The Billion-Dollar Blind Spot in AI Training

Imagine spending billions, potentially trillions, on an AI that can ace simulations but trips over real-world problems. That's the core critique Dwarkesh Patel raises about the current AI training paradigm, particularly the "big research bet" on scaling Reinforcement Learning in Verifiable Environments (RLVR). Patel argues this approach, while effective in controlled settings, might not generalize to the messy, long-horizon tasks of actual business or social interaction. He doesn't just theorize; he cites an empirical question looming over the industry:

“Now, whether RLVR can generalize this well is an empirical question. If the labs went from spending billions of dollars on RL environments to a trillion dollars, would you get the kind of thing that is a fully human-like general intelligence within the context window?”

The problem isn't just about training environments. It's about how much an AI can truly learn and retain over time. Patel references Dario, who pointed out a fundamental limitation: “When he was explaining why model performance tends to degrade at long context, he said: 'There's two things. There's the context length you train at, and there's a context length that you serve at. If you train at a small context length and then try to serve at a long context length, maybe you get these degradations.'” This means even if an AI starts to grasp complex scenarios during a lengthy user interaction, that understanding might not stick around for the next conversation, let alone be applied to a new challenge. It’s like an employee who learns critical lessons on a project, then forgets them entirely by Monday.

Why Your AI Forgets Everything It Just Learned

The real punch to the gut for ambitious founders is the sheer waste. What if your most valuable AI insights are generated, used once, and then vanish into the digital ether? Patel calls this "ephemeral learning." An AI might, after enough in-context experience, start to act like a strategic genius, but that brilliance is fleeting if it can't be permanently recorded. "And even if, after enough in-context experience, the AIs could become like Henry Ford or Albert Einstein, all that would be ephemeral and wasted if you couldn't get those learnings back into the weights."

This isn't just an academic problem; it's a massive drain on resources. Patel reveals that “Around 30 to 50 percent of a lab's compute goes to inference, and that compute is currently not playing any productive role in helping improve the model. This seems like a huge waste.” Think about that: half of a lab's massive compute power is effectively a one-way street, delivering outputs without accumulating internal intelligence. Deployment—the real world—offers the richest learning opportunities, but current systems mostly let that data pass by without consolidating it.

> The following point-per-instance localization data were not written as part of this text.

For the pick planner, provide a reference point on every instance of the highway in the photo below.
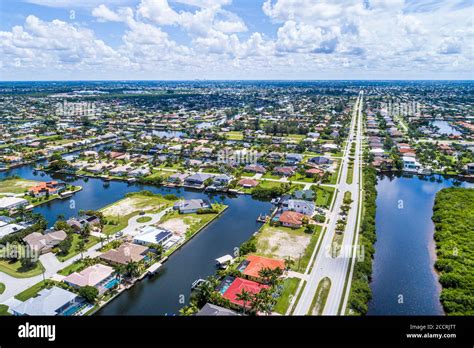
(325, 265)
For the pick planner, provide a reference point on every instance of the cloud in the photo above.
(450, 45)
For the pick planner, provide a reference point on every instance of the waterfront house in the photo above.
(9, 203)
(253, 264)
(293, 158)
(231, 287)
(410, 164)
(197, 179)
(291, 219)
(221, 180)
(300, 206)
(9, 228)
(124, 254)
(304, 194)
(79, 223)
(177, 178)
(152, 235)
(320, 160)
(44, 243)
(45, 188)
(255, 168)
(99, 276)
(314, 172)
(283, 171)
(210, 309)
(51, 302)
(191, 205)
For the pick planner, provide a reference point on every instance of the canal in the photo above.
(169, 290)
(404, 281)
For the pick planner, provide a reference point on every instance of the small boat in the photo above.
(197, 283)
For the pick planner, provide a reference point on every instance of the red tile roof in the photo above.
(292, 218)
(236, 288)
(248, 182)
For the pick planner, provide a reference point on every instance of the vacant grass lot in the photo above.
(289, 289)
(14, 269)
(74, 250)
(118, 213)
(283, 242)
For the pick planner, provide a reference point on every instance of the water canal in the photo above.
(169, 290)
(404, 281)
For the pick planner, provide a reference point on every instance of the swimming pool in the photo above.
(73, 309)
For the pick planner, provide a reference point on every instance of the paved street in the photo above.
(336, 268)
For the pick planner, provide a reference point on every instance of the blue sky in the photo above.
(236, 39)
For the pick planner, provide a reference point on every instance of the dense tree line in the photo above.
(360, 290)
(453, 215)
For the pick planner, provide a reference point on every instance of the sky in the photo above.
(236, 39)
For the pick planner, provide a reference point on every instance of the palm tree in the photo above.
(81, 246)
(245, 297)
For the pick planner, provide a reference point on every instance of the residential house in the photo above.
(248, 183)
(124, 254)
(283, 171)
(197, 179)
(191, 205)
(44, 243)
(98, 276)
(48, 302)
(9, 203)
(152, 235)
(301, 206)
(291, 219)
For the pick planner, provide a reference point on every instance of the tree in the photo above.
(245, 297)
(65, 245)
(89, 293)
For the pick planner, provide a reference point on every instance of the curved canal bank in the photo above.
(169, 290)
(403, 280)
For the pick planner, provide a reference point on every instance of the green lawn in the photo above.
(74, 247)
(16, 185)
(289, 288)
(350, 173)
(303, 263)
(31, 292)
(75, 267)
(233, 135)
(118, 213)
(282, 242)
(144, 219)
(14, 269)
(320, 297)
(4, 310)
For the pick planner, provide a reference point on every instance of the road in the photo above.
(325, 265)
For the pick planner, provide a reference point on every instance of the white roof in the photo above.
(47, 302)
(224, 259)
(9, 229)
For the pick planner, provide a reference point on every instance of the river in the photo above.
(404, 281)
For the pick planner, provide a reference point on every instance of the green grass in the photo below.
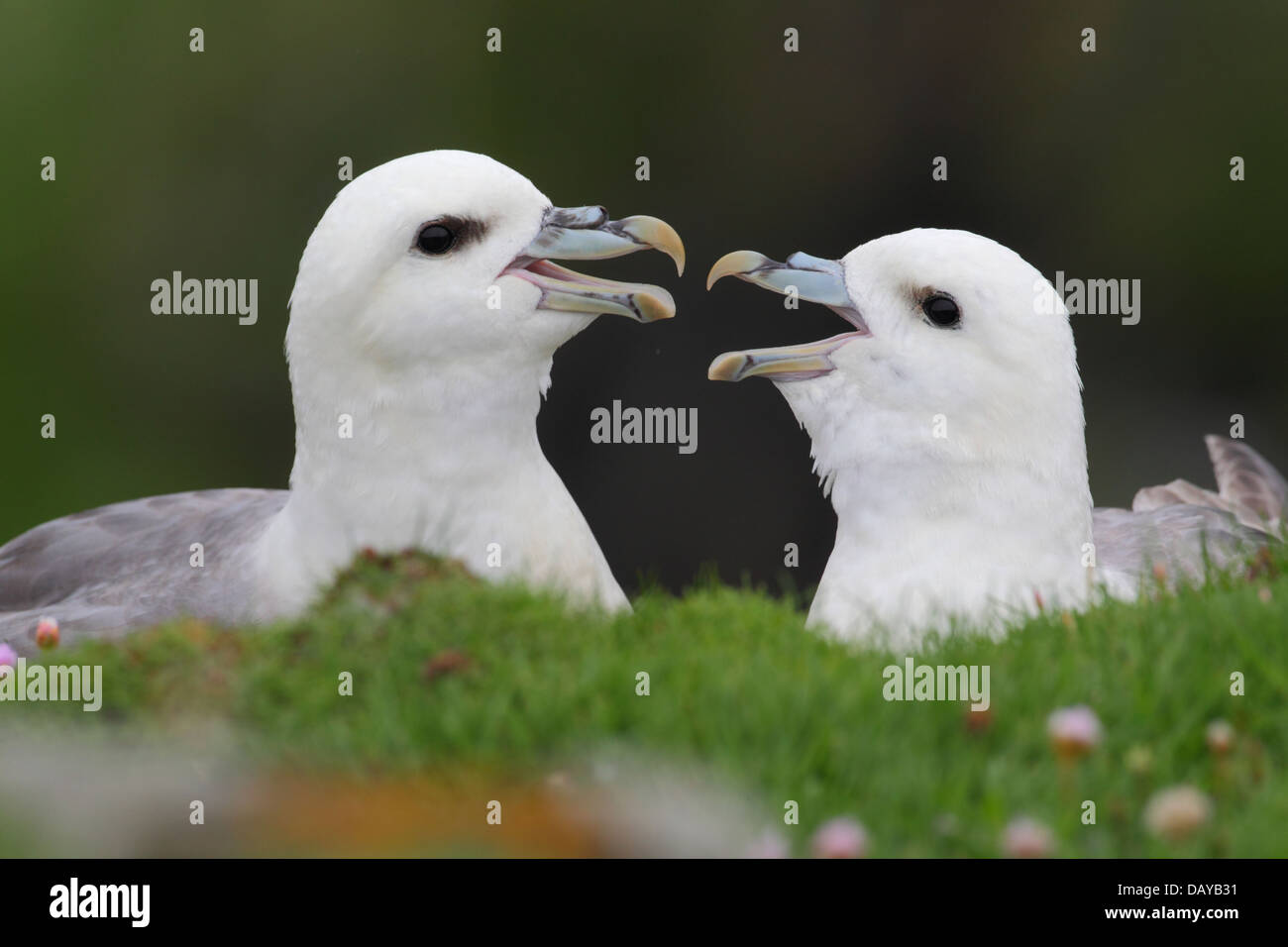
(738, 684)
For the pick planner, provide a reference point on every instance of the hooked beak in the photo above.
(587, 234)
(812, 279)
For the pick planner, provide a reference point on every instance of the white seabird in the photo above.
(426, 312)
(948, 431)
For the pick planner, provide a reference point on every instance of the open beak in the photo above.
(812, 279)
(587, 234)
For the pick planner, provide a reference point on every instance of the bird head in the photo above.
(958, 350)
(447, 256)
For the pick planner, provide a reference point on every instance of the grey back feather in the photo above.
(1184, 528)
(104, 571)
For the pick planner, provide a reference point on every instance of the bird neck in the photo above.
(443, 460)
(925, 538)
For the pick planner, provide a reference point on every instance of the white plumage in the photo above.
(416, 379)
(954, 455)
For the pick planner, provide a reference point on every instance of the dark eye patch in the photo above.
(446, 235)
(941, 311)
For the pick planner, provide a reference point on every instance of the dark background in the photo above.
(1106, 165)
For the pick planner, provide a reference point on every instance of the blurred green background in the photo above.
(1106, 165)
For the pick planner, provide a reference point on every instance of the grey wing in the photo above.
(1181, 539)
(1247, 478)
(1183, 528)
(108, 570)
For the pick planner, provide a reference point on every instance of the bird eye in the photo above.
(941, 311)
(436, 240)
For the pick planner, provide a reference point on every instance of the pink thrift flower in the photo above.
(1176, 812)
(840, 838)
(47, 633)
(1026, 838)
(1073, 731)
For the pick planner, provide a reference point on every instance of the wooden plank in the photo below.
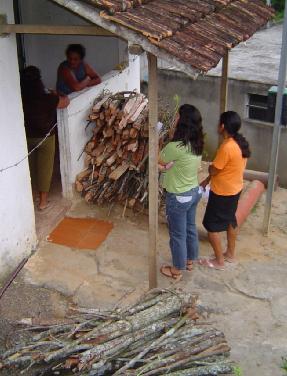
(88, 12)
(153, 169)
(224, 84)
(54, 30)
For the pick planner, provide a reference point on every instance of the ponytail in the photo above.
(232, 124)
(243, 144)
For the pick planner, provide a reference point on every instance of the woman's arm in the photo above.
(63, 102)
(95, 78)
(72, 82)
(212, 172)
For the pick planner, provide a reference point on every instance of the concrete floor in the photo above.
(248, 301)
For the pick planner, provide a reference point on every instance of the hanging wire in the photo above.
(30, 152)
(55, 125)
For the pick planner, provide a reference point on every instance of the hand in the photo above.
(205, 183)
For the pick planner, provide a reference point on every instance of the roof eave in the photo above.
(88, 12)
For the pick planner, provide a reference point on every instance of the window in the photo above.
(258, 108)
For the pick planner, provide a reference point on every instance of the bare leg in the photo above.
(231, 240)
(214, 239)
(43, 200)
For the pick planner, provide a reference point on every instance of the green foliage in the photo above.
(284, 364)
(278, 5)
(238, 371)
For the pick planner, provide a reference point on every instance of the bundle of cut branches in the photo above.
(159, 335)
(116, 155)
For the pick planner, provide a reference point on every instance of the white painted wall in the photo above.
(48, 51)
(17, 230)
(73, 120)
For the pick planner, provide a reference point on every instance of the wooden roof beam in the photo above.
(89, 13)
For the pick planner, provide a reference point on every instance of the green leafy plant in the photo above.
(284, 364)
(238, 371)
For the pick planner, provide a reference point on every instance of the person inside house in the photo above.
(74, 74)
(226, 179)
(181, 158)
(40, 116)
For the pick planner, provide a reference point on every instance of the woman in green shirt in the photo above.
(182, 189)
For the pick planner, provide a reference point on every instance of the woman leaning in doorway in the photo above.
(226, 177)
(40, 116)
(74, 74)
(182, 190)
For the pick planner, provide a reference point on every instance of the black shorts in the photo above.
(220, 212)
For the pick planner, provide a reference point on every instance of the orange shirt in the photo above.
(229, 160)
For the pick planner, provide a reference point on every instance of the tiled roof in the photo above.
(195, 32)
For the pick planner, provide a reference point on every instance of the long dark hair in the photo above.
(232, 124)
(189, 129)
(76, 48)
(31, 83)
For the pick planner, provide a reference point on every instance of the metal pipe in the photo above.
(153, 168)
(277, 128)
(12, 276)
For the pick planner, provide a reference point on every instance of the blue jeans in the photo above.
(181, 213)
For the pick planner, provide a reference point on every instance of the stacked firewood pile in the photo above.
(116, 155)
(159, 335)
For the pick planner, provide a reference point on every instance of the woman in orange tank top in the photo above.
(226, 184)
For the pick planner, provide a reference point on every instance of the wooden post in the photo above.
(153, 169)
(224, 84)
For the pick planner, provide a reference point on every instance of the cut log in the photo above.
(119, 171)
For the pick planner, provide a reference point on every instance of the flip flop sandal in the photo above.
(44, 208)
(202, 262)
(176, 277)
(230, 261)
(189, 266)
(211, 265)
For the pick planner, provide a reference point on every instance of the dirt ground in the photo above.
(247, 301)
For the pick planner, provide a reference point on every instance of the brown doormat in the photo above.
(82, 233)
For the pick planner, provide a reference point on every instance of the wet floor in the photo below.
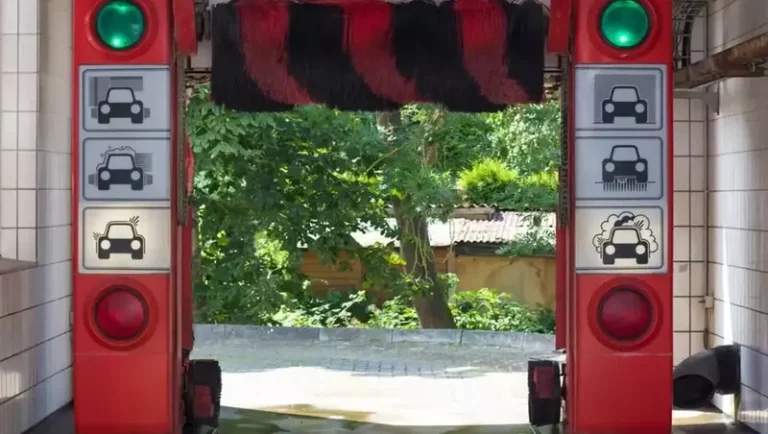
(273, 387)
(303, 419)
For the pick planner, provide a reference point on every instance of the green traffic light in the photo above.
(625, 24)
(120, 24)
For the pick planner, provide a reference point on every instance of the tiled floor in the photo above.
(336, 388)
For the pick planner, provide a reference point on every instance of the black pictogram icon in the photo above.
(120, 237)
(123, 166)
(625, 236)
(625, 101)
(120, 102)
(625, 170)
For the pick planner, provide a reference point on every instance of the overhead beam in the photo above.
(741, 60)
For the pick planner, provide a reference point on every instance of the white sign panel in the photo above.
(618, 98)
(620, 168)
(125, 99)
(628, 240)
(126, 169)
(125, 239)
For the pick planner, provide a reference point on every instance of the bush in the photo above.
(491, 182)
(488, 310)
(335, 310)
(538, 240)
(475, 310)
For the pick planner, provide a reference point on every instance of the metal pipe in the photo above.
(737, 61)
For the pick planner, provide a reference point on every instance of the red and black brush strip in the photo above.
(467, 55)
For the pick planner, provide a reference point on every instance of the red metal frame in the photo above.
(118, 390)
(612, 388)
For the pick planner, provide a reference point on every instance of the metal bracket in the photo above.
(710, 98)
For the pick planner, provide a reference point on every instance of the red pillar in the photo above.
(123, 194)
(620, 348)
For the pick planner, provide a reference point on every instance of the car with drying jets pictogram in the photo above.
(121, 238)
(625, 163)
(625, 242)
(120, 169)
(625, 101)
(120, 102)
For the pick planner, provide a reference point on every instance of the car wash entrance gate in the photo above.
(132, 315)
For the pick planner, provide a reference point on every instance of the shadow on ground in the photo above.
(308, 419)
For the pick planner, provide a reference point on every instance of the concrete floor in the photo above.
(335, 388)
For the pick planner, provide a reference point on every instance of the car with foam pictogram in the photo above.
(121, 238)
(625, 242)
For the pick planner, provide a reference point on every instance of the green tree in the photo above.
(264, 181)
(527, 137)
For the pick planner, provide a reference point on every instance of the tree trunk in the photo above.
(431, 307)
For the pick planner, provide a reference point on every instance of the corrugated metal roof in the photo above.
(503, 228)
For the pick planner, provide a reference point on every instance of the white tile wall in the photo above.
(738, 212)
(689, 234)
(35, 210)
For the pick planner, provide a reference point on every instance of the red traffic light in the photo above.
(121, 314)
(625, 314)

For AIs to truly improve and adapt like humans, they need to bake their experiences into their core structure. This requires "continual learning" that updates the model's weights. As Patel explains, "AIs can't just keep building up a bigger and bigger KV cache as they learn from more and more users. That's just not scalable, and that's also not how humans do it." We don't just add to our short-term memory; we integrate new insights into our long-term understanding.

What to Do With This

If you're building an AI product, stop treating inference as a one-off transaction. Design explicit feedback loops and data pipelines that consolidate user interactions and specific task learnings back into your model's training data. This week, review your data strategy: are you capturing the why and how of every successful AI interaction, turning ephemeral wins into permanent model improvements?